POSTGRADUATE ORTHOPEDIC INSTRUCTION - IMAGING

 

Case Resolution

 

Pedro L. Bazán, Arles Pérez Gutiérrez, Alin L. Garay

Spinal Pathology Unit, Orthopedics and Traumatology Service, Hospital Interzonal General de Agudos “General San Martín”, La Plata, Buenos Aires, Argentina

 

Case Presentation on page 4.

 

Acute Spinal Cord Infarction after Spinal Surgery

 

ABSTRACT

Spinal cord infarction is an infrequent neurosurgical complication but is associated with extremely high morbidity.

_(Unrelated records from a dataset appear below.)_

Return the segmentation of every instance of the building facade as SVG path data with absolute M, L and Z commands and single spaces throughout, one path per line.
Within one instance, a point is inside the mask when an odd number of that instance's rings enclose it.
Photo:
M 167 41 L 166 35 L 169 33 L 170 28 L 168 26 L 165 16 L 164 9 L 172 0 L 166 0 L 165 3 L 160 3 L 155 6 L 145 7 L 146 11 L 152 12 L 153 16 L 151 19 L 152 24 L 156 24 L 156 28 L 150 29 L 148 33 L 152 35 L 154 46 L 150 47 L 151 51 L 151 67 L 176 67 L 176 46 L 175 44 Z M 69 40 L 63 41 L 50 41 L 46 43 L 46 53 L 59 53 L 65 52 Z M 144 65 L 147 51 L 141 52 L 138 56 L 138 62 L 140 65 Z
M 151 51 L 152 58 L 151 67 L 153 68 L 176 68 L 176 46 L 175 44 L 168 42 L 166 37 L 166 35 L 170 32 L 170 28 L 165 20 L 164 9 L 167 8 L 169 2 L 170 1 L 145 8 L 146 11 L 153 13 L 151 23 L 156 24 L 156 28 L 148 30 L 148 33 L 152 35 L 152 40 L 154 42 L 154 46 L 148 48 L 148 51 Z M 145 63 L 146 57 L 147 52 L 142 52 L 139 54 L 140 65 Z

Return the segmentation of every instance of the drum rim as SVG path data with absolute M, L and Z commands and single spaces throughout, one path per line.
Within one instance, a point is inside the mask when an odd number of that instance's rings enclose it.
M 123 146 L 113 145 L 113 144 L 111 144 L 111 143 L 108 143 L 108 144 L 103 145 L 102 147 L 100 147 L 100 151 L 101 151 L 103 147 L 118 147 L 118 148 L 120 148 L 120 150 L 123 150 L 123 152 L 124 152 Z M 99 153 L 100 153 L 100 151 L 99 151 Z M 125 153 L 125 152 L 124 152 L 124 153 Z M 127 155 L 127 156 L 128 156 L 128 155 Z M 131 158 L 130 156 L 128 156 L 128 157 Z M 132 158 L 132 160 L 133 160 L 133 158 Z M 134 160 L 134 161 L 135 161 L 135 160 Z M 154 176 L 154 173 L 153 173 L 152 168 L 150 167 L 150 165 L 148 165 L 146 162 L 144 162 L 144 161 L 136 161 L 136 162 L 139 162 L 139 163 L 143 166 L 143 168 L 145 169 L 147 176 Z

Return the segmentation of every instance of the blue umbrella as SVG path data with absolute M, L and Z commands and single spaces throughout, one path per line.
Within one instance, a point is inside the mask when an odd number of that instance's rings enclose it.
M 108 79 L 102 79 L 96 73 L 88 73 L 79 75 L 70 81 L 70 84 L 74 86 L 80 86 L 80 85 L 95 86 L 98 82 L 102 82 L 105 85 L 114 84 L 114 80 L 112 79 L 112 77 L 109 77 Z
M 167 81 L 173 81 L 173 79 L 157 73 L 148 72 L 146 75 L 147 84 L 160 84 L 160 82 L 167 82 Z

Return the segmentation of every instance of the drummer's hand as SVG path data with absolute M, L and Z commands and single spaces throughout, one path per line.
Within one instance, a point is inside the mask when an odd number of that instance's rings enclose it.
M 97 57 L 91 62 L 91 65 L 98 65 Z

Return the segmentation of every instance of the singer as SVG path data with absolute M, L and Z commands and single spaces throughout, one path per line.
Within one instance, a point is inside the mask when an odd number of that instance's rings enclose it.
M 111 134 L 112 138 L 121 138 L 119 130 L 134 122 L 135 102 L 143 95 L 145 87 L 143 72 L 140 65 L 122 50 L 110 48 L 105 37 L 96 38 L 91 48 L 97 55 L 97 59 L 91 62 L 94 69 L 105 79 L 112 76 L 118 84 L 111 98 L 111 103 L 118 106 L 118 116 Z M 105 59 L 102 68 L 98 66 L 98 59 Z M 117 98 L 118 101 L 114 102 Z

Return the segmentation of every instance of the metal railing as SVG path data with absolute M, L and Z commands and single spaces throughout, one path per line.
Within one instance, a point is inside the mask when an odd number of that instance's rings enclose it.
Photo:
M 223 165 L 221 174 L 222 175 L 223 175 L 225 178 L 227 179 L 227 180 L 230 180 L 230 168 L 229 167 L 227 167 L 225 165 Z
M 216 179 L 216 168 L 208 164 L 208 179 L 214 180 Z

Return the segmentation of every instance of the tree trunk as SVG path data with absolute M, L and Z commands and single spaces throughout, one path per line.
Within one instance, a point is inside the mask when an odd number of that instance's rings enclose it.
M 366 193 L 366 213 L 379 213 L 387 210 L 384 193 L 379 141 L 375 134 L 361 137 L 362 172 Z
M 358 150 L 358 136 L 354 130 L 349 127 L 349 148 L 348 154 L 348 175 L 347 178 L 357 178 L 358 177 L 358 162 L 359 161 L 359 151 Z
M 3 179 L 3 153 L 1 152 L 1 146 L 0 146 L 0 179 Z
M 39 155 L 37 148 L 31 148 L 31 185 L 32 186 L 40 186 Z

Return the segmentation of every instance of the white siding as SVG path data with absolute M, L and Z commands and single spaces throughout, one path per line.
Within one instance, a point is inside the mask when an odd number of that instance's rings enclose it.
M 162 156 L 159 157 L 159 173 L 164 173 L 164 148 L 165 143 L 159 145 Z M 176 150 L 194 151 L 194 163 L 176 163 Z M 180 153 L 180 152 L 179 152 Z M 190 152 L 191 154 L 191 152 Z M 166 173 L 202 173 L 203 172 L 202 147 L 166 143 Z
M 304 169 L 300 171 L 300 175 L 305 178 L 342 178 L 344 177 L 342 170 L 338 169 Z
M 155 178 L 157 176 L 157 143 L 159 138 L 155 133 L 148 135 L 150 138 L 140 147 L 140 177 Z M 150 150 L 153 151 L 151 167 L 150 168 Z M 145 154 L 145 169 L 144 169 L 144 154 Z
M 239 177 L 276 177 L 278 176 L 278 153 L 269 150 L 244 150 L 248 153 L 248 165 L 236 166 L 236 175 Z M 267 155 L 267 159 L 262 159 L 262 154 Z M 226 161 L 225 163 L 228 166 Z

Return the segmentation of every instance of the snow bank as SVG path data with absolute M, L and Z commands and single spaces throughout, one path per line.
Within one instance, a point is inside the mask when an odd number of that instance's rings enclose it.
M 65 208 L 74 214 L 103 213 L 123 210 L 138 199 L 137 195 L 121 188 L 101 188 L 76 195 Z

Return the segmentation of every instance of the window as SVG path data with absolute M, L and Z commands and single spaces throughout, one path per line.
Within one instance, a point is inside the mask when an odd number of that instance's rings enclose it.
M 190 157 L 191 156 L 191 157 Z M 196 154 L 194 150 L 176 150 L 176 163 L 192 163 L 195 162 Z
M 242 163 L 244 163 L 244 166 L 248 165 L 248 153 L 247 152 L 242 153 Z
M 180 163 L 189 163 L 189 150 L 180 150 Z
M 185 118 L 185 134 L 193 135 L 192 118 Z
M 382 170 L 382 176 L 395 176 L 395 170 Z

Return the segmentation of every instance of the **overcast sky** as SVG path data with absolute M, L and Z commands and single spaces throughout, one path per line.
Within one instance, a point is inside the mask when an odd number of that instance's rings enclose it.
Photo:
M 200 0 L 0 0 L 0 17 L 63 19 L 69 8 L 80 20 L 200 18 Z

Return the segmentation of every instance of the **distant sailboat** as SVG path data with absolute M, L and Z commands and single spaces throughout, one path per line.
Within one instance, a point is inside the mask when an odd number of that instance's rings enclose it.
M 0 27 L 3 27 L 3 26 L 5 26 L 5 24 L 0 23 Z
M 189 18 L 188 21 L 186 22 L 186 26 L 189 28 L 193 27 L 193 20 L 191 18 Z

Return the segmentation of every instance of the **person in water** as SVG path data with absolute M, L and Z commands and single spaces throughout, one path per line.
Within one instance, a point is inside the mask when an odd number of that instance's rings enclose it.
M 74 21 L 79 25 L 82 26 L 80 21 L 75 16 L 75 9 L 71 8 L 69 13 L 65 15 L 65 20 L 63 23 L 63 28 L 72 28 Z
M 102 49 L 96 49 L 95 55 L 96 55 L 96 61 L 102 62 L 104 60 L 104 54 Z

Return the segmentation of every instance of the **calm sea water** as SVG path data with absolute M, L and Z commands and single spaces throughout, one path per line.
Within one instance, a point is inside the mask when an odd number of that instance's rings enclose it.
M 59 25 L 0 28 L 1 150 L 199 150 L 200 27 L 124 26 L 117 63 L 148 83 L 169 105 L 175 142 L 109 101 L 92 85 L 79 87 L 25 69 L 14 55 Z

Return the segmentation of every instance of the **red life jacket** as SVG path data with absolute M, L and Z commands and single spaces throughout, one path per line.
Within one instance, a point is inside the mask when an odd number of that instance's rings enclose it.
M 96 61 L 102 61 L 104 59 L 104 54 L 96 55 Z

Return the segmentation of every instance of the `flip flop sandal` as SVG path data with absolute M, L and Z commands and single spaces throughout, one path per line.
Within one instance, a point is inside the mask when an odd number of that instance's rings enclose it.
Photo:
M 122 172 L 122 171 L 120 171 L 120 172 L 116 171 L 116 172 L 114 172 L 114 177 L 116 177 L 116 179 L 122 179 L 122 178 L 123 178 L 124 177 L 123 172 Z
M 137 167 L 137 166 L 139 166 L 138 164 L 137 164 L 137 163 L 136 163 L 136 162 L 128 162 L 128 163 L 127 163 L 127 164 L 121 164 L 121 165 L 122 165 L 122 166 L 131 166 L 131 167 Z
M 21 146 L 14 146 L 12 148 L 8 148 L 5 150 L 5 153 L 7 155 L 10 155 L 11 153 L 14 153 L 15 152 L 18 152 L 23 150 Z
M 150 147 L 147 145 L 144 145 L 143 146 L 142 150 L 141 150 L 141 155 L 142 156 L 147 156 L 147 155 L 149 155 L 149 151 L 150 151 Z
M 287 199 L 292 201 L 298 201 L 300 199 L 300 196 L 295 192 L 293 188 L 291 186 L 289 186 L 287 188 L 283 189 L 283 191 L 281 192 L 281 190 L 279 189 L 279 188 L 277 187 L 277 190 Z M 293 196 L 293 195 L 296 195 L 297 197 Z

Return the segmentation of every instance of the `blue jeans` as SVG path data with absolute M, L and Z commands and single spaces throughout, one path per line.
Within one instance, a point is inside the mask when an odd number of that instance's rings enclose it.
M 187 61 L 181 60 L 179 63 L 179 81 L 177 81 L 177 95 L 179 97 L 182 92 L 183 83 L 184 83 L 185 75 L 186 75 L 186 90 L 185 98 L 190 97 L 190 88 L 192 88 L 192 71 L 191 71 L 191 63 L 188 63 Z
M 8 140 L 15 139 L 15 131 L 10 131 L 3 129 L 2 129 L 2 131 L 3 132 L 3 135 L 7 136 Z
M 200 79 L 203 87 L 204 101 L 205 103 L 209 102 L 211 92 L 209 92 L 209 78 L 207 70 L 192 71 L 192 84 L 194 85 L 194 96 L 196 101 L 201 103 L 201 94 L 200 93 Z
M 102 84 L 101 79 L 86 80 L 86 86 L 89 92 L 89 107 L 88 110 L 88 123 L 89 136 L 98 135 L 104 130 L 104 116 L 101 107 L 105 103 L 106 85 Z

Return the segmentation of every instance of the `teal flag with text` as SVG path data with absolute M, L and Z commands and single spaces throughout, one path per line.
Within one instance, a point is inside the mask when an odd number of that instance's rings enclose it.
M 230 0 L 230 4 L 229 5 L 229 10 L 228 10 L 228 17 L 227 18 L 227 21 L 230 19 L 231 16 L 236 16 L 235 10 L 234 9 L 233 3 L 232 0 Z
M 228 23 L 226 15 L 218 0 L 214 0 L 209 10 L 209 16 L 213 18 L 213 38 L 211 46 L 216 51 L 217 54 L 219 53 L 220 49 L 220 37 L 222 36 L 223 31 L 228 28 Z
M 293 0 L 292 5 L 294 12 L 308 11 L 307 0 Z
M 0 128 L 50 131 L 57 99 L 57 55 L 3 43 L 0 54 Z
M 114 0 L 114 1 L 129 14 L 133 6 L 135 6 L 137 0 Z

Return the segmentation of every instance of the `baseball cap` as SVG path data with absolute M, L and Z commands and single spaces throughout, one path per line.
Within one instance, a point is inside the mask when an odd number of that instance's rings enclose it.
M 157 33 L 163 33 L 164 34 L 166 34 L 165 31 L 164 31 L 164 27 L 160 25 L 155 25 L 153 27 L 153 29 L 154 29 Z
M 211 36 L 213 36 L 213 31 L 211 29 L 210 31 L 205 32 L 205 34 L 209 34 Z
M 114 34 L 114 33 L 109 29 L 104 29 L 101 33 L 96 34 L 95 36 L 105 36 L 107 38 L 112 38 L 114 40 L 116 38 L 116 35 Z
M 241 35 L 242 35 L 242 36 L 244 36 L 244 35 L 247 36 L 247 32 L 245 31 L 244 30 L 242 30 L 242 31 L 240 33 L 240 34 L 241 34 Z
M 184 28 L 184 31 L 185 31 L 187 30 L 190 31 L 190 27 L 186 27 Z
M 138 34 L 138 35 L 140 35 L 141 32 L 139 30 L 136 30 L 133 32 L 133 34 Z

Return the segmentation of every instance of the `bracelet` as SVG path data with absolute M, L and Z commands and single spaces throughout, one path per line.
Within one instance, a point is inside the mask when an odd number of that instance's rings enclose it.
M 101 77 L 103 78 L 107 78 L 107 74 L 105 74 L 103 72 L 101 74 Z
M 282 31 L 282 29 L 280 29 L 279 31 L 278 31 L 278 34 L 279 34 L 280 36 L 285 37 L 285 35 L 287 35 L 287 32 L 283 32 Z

We report the case of a 68-year-old man with multiple cardiovascular and oncological comorbidities (active lung and prostate cancer) who developed rapidly progressive acute paraplegia following percutaneous bone biopsy, percutaneous fixation, and bipedicular kyphoplasty at L1. Although computed tomography ruled out mechanical causes and cement leakage, magnetic resonance imaging confirmed spinal cord ischemia extending from T9 to L4. This report analyzes the multifactorial etiology of the event, highlighting the interaction between paraneoplastic hypercoagulability and the surgical technique as key factors to be considered during preoperative planning.

Keywords: Spinal cord infarction; ischemic stroke; ischemia; kyphoplasty; paraplegia.

Level of Evidence: IV

 

Infarto medular agudo después de una cirugía espinal

 

RESUMEN

El infarto medular es una complicación neuroquirúrgica infrecuente, pero con una morbilidad extremadamente alta. Se presenta el caso de un hombre de 68 años con múltiples comorbilidades oncológicas (cánceres de pulmón y próstata en actividad) y cardiovasculares que desarrolló una paraplejía aguda rápidamente progresiva, tras una biopsia ósea por punción, fijación percutánea y cifoplastia bipedicular en L1. A pesar que, con la tomografía computarizada, se descartaron causas mecánicas o fuga de cemento, la resonancia magnética confirmó una isquemia medular desde T9 a L4. Este reporte analiza la etiología multifactorial del evento, destacando la interacción entre el estado de hipercoagulabilidad paraneoplásica y la técnica quirúrgica, como puntos clave por tener en cuenta en la planificación prequirúrgica.

Palabras clave: Infarto medular; accidente cerebrovascular; isquemia; cifoplastia; paraplejía.

Nivel de Evidencia: IV

 

DIAGNOSIS: Acute spinal cord infarction after spinal surgery.

 

DISCUSSION

Forty-eight hours after the initial surgery, an emergency spinal magnetic resonance imaging study revealed non-compressive intramedullary hyperintensity consistent with extensive spinal cord ischemia extending from T9 to L4 (Figure 3). The condition was considered a spinal cord injury not amenable to surgical management; therefore, anticoagulation therapy was restarted and the patient was referred to an intensive rehabilitation center.

 

 

 

 

 

Spinal cord infarction accounts for approximately 0.3%–1% of all ischemic events affecting the central nervous system.1 Unlike cerebral stroke, the diagnosis of acute spinal cord ischemia represents a significant clinical challenge due to its heterogeneous presentation and the fact that imaging studies may be normal during the hyperacute phase.2

In the context of spinal surgery, certain procedures, such as vertebroplasty and kyphoplasty, have been reported as potential iatrogenic causes of spinal cord ischemia, mainly through embolic phenomena or local hemodynamic alterations.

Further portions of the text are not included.